By the time spring put forth her tender leaves, Rolfs and Millington were so deep in their imaginary chicken business that they talked nothing else, and all their spare time was spent in my yard, urging me to hurry a little and get the chickens.

“I wish you would hurry a bit in getting those chickens of mine,” Millington would say; “I ought to have at least ten hens sitting by this time.” And then Rolfs would say: “He is right about that. Unless you get my White Wyandottes soon, the chicks will not be hatched out before cold weather. I ought to have the hens on the eggs now.” Occasionally I mentioned chickens in an off-hand way to Isobel, but she had not changed her views.

“Now, Isobel,” I would say, “about chickens—”

At the word “chickens” Isobel would look at me reproachfully, and I would end meekly: “About chickens, as I was saying. Don't you think we could have a pair of broilers to-morrow?”

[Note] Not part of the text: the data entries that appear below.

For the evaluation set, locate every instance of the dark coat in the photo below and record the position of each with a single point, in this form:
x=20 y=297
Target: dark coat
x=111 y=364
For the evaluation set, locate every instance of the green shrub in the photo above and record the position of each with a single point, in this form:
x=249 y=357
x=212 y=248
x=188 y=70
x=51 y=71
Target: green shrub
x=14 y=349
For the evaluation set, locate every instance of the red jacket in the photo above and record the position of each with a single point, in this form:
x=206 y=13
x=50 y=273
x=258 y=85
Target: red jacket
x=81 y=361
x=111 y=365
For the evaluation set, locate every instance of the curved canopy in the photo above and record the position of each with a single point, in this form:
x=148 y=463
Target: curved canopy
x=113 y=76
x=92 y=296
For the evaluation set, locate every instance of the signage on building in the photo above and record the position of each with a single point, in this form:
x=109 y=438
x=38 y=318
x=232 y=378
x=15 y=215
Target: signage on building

As a matter of fact, this happened so often that I began to hate the sight of a broiled chicken, and was forced to mention roast chicken once in a while. It was after one of these times that the event happened that stirred all Westcote.

I had reached a point where I dodged Mr. Rolfs and Mr. Millington when I saw them, in order to avoid their insistent clamour for chickens, when one evening Isobel met me at the door with a smile.

“John!” she cried. “What do you think! Our chicken laid an egg!”

“Chicken?” I asked anxiously. “Did you say chicken?”

“And I am going to give you the egg for dinner,” cried Isobel joyfully. “Just think, John! Our own egg, laid by our own chicken! Do you want it fried, or boiled, or scrambled?”

“Isobel,” I demanded, “what is the meaning of all this?”

“I just could not kill the hen,” Isobel ran on, “after it had been so—so friendly. Could I? I felt as if I would be killing one of the family.”

“People do get to feeling that way about chickens when they keep them,” I said insinuatingly. “Why, Isobel, I have known wives to love chickens so warmly—wives that had never cared a snap for chickens before—wives that hated chickens—and they grew to love chickens so well that as soon as the coop was made—of course it was a nice, clean, airy coop, Isobel—and the dear little fluffy chicks began to peep about—”

Isobel stiffened.

“John,” she said finally “you are not going to keep chickens!”

“Certainly not!” I agreed hastily.

“But of course we can't kill Spotty,” said Isobel. “I call her Spotty because that seems such a perfect name for her. I telephoned for a roaster this morning, because you suggested having a roaster for dinner, John, and when the roaster came it was a live chicken! Imagine!”

“Horrors!” I exclaimed.

“I should think so!” agreed Isobel. “So there was nothing to do but 'phone the grocer to come and get the live roaster, but when I 'phoned, his grandmother was much worse, and the store was closed until she got better—or worse—and I couldn't bear to see the poor thing in the basket with its legs tied all that time, for there is no telling how long an old person like a grandmother will remain in the same condition, so I loosened the roaster in the cellar, and at a quarter past four I heard it cluck. It had laid an egg. I knew that the moment I heard it cluck.”

“Isobel,” I said, “you were born to be the wife of a chicken fancier! You shall eat that egg!”

“No, John,” she said, “you shall eat it. It is our first real egg, laid by our dear little Spotty, and you shall eat it.”

“No, Isobel,” I began, and then, as I saw how determined she was, I compromised. “Let us have the egg scrambled,” I said, “and each of us eat a part.”

“Very well,” said Isobel, “if you will promise not to kill Spotty. We will keep her forever and forever!”